Joe Rogan helped cement Spotify’s place of dominance in the world of podcasting. Will the audio giant drop another $200 million to keep him exclusive? The landscape is vastly different three years later.
The deal Spotify struck with Joe Rogan for podcast exclusivity is estimated to be worth $200 million, more than the initial value reported ($100M). That deal also reportedly covers a 3.5-year term, which pegs a renewal date in the next six months. All of which introduces a very tricky renewal negotiation.
First, the good news for Spotify: unlike other podcast bets, this one actually panned out. ‘The Joe Rogan Experience’ is the largest podcast on Spotify’s Wrapped 2022, followed by Alex Cooper’s ‘Call Her Daddy.’ Rogan is estimated to rake in around 11 million listeners per episode, with the largest weekly audience for a podcast in the United States, according to Edison Research.
But the Joe Rogan podcasting deal was struck at a time when Spotify had serious money to burn in its quest for podcast dominance. It has toppled Apple as the ‘King of Podcasts’ in the public eye (even though we don’t call them spotcasts, do we?), which means the strategy has shifted. No longer seeking to establish itself in the niche, Spotify CEO Daniel Ek told investors that it would not “overpay or over-invest” in its future podcast deals.
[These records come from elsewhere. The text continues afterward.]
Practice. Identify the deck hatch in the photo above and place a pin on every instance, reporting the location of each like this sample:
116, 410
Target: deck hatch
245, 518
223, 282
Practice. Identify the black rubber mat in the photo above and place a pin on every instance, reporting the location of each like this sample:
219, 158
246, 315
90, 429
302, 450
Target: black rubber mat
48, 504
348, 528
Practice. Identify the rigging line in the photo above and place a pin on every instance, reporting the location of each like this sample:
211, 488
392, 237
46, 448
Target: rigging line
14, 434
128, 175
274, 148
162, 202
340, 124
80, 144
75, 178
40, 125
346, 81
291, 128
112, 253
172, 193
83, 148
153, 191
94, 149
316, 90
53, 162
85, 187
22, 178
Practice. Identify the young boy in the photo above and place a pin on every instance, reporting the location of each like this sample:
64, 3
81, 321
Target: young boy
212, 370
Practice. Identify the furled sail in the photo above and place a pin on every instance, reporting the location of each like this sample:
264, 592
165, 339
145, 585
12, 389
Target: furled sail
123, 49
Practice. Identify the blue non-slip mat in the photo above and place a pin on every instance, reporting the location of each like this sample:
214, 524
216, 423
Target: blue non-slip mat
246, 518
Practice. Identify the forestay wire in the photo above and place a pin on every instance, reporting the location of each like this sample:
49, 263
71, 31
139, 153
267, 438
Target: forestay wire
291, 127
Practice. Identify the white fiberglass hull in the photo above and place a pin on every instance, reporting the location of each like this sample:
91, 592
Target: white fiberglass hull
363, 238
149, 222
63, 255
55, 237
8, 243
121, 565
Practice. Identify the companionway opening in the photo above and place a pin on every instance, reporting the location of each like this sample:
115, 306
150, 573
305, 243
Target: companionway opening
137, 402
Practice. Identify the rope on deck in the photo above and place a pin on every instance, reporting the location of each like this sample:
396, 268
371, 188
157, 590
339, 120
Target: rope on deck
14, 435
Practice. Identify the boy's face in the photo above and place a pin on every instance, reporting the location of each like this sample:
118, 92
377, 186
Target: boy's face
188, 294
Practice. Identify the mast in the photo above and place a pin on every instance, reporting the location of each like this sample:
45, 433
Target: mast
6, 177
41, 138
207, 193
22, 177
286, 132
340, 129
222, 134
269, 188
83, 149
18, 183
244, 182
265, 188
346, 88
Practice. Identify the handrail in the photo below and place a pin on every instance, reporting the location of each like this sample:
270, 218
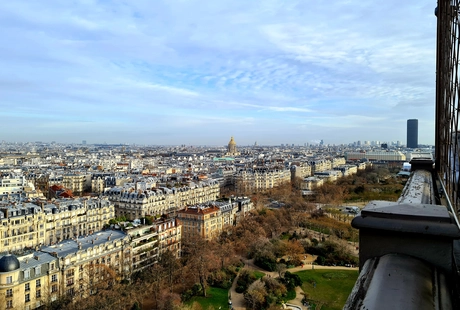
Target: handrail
407, 250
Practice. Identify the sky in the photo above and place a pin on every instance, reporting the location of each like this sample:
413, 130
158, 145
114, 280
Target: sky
198, 72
Ek restructured Spotify’s podcast approach earlier this year, parting ways with Spotify’s Chief Content Officer Dawn Ostroff, the architect of Spotify’s podcast approach. Ostroff was let go from the company as part of the first major round of layoffs to hit Spotify. Ek told investors that Spotify had no data when it initially struck these deals, but now the company has a mountain of data to back up its decisions.
Also a name worth rattling off: Courtney Holt, who has also left the Spotify building but was instrumental in crafting the Rogan deal. Holt, who also crafted the high-profile Obama podcast deals, departed in April of 2022. But that was during a far different era, one lush with Wall Street cash and heavy-spending excess.
Forgive Daniel Ek for sounding a bit more sober these days. “Now we have a lot more data and not surprisingly, what we are finding is that some of these shows work really well and some don’t work well,” Ek told investors during his Q2 financial call. “We’re retaining some deals, doubling down on others, and stepping out of other relationships that didn’t work.”
That aptly sets up the ‘elephant in the room’ question — which of course wasn’t addressed: will Joe Rogan be retained, double-downed on, or cut loose?
In recent deal-signing action, Spotify recently struck a high-profile deal with Trevor Noah that didn’t include an exclusivity clause—which dropped the price for Spotify. Then again, that’s for Trevor Noah, whose podcast prowess pales in comparison to Rogan.